- Theatrical release poster
- Directed by: Philippe Clair
- Written by: Philippe Clair
- Produced by: Tarak Ben Ammar
- Starring: Jerry Lewis Philippe Clair Marthe Villalonga
- Cinematography: André Domage
- Edited by: Françoise Javet-Frédérix
- Music by: Alan Silvestri
- Distributed by: Gaumont Distribution
- Release date: 19 November 1984 (France);
- Running time: 96 minutes
- Country: France
- Languages: French English
- Box office: 823,230 admissions (France)
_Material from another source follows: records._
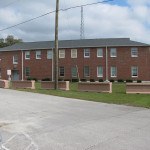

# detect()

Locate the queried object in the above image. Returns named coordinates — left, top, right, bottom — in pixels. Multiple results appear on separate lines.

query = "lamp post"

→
left=54, top=0, right=59, bottom=90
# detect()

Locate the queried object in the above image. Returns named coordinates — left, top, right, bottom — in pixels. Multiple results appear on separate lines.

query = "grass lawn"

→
left=19, top=82, right=150, bottom=108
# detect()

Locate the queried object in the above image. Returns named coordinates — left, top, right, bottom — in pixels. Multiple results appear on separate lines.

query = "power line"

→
left=0, top=0, right=113, bottom=32
left=0, top=0, right=21, bottom=8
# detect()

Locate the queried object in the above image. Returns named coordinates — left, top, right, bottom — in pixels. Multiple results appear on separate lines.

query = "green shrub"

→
left=27, top=77, right=37, bottom=81
left=90, top=79, right=95, bottom=82
left=81, top=79, right=87, bottom=82
left=72, top=79, right=79, bottom=82
left=98, top=79, right=104, bottom=82
left=42, top=78, right=52, bottom=81
left=109, top=79, right=115, bottom=82
left=137, top=80, right=142, bottom=83
left=58, top=79, right=64, bottom=81
left=64, top=79, right=71, bottom=82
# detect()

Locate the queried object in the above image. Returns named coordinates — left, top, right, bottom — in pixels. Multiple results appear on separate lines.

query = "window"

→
left=47, top=50, right=53, bottom=59
left=71, top=67, right=77, bottom=77
left=97, top=66, right=103, bottom=77
left=59, top=67, right=65, bottom=77
left=84, top=66, right=90, bottom=77
left=13, top=55, right=18, bottom=64
left=25, top=51, right=30, bottom=59
left=36, top=51, right=41, bottom=59
left=25, top=67, right=30, bottom=77
left=84, top=49, right=90, bottom=58
left=110, top=48, right=117, bottom=57
left=131, top=48, right=138, bottom=57
left=71, top=49, right=77, bottom=58
left=59, top=49, right=65, bottom=58
left=97, top=48, right=103, bottom=57
left=111, top=67, right=117, bottom=77
left=131, top=66, right=138, bottom=77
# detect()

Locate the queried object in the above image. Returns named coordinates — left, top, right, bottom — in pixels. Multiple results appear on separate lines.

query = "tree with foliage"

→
left=0, top=35, right=23, bottom=48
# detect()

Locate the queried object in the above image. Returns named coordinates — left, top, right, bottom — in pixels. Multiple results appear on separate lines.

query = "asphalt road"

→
left=0, top=89, right=150, bottom=150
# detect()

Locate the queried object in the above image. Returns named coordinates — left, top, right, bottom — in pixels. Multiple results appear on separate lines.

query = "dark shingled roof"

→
left=0, top=38, right=149, bottom=51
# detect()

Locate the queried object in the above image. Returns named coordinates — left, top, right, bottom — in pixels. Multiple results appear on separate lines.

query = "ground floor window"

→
left=131, top=66, right=138, bottom=77
left=25, top=67, right=30, bottom=77
left=71, top=67, right=77, bottom=77
left=111, top=67, right=117, bottom=77
left=59, top=67, right=65, bottom=77
left=97, top=66, right=103, bottom=77
left=84, top=66, right=90, bottom=77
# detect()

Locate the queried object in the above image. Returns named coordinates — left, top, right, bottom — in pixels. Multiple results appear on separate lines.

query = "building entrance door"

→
left=12, top=70, right=19, bottom=80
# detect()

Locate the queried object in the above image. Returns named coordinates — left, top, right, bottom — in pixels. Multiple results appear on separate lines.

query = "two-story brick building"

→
left=0, top=38, right=150, bottom=81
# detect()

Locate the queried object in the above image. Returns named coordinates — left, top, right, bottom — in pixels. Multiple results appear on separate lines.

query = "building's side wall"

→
left=0, top=47, right=150, bottom=81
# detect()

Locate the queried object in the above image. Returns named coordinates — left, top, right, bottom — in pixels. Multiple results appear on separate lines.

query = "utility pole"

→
left=80, top=6, right=85, bottom=39
left=54, top=0, right=59, bottom=90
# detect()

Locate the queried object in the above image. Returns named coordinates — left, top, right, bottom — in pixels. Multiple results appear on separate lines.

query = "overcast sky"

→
left=0, top=0, right=150, bottom=44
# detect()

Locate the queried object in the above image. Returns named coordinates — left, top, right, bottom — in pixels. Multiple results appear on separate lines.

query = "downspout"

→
left=21, top=51, right=24, bottom=81
left=52, top=48, right=54, bottom=81
left=106, top=46, right=108, bottom=82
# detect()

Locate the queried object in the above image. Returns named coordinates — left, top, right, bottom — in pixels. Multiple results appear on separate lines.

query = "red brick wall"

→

= Par où t'es rentré? On t'a pas vu sortir =

Par où t'es rentré? On t'a pas vu sortir is a 1984 French comedy film starring Jerry Lewis and Connie Nielsen. It was filmed and released in 1984 in France by Gaumont Distribution.

==Plot==
Clovis Blaireau is a private detective who is hired to spy on the cheating husband by his wife.

Although Clovis fails to gain any evidence that he is cheating, he does wind up becoming friends with the husband. The two new friends get involved with mobsters and they flee to Tunisia. Once there they are mistaken for mobsters, themselves, and get mixed up in a fast-food empire war. Eventually they straighten everything out and open a restaurant together, a combination American Fast Food and Oriental Slow Food establishment.

==Cast==
- Jerry Lewis as Clovis Blaireau
- Philippe Clair as Prosper de Courtaboeuf
- Marthe Villalonga as Nadège de Courtaboeuf / Rosette Cioccolini
- Jackie Sardou as Pauline, la mère de Clovis
- Connie Nielsen as Eva (credited as Connie Nielson)

==Release==
This was one of two films that Lewis made in the 1980s strictly for European release. They have never been released in the US, although it was given a tentative US release title: How Did You Get In? We Didn't See You Leave.

Lewis, speaking about this film and Retenez Moi...Ou Je Fais Un Malheur, said that "as long as I have control [over distribution], you'll never see them in this country [United States]".